To the Five Boroughs. The minute I stepped off the bus and into Washington Heights, we were no longer just close friends. We ran down the streets at night, drank wine in the park, took in musicals, and marvelled at museums. The city was alive all around us; I had never been so happy. This magical week turned into months of distance. Things had been easier when we were friends. I chastised myself: I never should have visited, and I never should have gone back. Sometimes you fall in love with a city instead of the person in it. -- Johanna Fulk

Pictory has been around since December 2009, and editor/designer/curator Laura Brunow Miner has run enough solicitations and themes to put up a new set of a dozen or more photo stories every few weeks.
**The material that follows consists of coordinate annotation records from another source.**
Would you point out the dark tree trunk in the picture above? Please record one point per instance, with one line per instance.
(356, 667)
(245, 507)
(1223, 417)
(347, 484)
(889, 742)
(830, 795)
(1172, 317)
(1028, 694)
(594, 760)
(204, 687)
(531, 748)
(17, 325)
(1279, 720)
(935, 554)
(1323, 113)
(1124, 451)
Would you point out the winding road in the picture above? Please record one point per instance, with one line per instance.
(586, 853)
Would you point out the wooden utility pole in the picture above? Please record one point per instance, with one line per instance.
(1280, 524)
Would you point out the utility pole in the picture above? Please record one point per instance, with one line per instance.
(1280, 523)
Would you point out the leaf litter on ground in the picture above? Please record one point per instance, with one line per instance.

There are features on food that make the mouth water, and neighborhood secrets -- like this used bookstore -- revealed.

As fun as those are, they tend toward the literal. It’s when the photos and captions are trying to express an idea or emotion that they really become stories; some of the most interesting stories are in the issues on returning home and growing old. Pictory magazine’s big photos and well-told stories emphasize the storyteller’s point of view; the focus quiets the Web’s noise.

It’s enough to make the storyteller pick up a camera, or the photographer try to fix the right words. Upcoming themes include portraits of London, Danger, and -- just in time for Mother’s Day -- ‘Sorry, Mom.’